Now people may call me an ass for this, & maybe I am, but the uniform is another way of showing that Mom is in control. She controls what he, the student, the sassy 13 yr old, is allowed to wear. The kid may have gotten a say in colors & some uniform pieces (he loves his gym uniform,) but there is no wearing of video game T-shirts or pjs during school time. I say when it's a shirt & tie day. I say when it's a polo shirt day. I say when it's a "I'm exhausted, you're sick, let's just have a pj day."

On a tangent note, the boarding school I looked into actually didn't have a uniform. They had a strict dress code, but no required uniforms. Personally, I figured if I was going to be paying that much in tution & fees, then there should be a frelling uniform rather than a
"look at stores like Lands End as examples of what is acceptable" dress code.

3. Is there a schedule? Right now, no there's not. We've never been good with schedules. Before the plumbing disaster & grandpa's funeral, I did have a lovely color-coded chart full of subjects that needed to get done based on their color-coded priority. We still haven't worked back up to that yet. We still haven't worked up to a full subject load again either.

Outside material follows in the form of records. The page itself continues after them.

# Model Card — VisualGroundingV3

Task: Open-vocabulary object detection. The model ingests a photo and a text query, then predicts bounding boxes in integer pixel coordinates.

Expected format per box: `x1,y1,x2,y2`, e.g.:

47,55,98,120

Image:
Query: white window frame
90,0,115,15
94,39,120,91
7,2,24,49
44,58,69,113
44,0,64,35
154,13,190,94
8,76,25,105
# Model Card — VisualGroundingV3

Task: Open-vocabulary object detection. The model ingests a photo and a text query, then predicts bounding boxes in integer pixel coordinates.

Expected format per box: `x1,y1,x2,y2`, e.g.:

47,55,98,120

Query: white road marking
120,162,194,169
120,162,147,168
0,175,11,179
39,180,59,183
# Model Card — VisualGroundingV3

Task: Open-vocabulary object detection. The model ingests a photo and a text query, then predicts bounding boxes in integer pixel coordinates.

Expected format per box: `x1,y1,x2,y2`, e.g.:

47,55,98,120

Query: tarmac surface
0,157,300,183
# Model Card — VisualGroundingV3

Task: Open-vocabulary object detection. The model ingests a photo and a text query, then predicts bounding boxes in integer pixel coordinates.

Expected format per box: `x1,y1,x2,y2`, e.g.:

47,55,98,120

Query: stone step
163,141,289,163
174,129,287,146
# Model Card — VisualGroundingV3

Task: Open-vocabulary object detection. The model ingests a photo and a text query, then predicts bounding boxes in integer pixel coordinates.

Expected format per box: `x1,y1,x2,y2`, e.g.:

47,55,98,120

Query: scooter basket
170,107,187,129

There's still those problems of K's room not being finished & all the areas damaged by water in the basement dejunked & repaired. We can't keep paying a $90 for a storage unit. We can't keep having water leaking in through a poorly boarded up window, nor carpet that had been soaked by the Christmas of Poo. So, I've given myself till the fall for such to happen. For his room to be done & for enough of the basement to be cleared out & repaired so that we haul back what we've had to place in storage. K's still has a lot of schooling, it's just not as much as he needs if he's going to graduate 2 years ahead of regular schoolers.

I guess you could say that the day runs like this right now: I wake up first, have my coffee, go online, get into my Teacher Mom uniform, do laundry (there is always laundry to be done,) and a few other things at the same time. Then I wake K up, let him have 1/2 hr to an hour to have his breakfast & get some free-reading in (he's currently obsessed with the Redwall series & just finished all the Percy Jackson books.) Then I tell him what the uniform of the day is, have him get dressed, and we start school. There's a few breaks, of course, but he schools until he's done & then is allowed into his jammies. If he were to get done before midnight, of course he'd be allowed in regular clothes, but that hasn't happened yet. And to be honest, he LOVES his gym uniform so much that he's maybe worn non-uniform clothing only once or twice since this all began.

I hope this made sense. I'm sure I'm leaving stuff out, so please feel free to ask away. Just no bashing. I don't say your way of parenting is bad, so don't say mine is. It's something new that I'm trying. It may not work. We may only need to keep this up for a year or just a few more months. However, it is working for us. Hub & I are seeing a difference in K's attitude. To each his own and for us, at this point in our lives, it's boarding-school-at-home.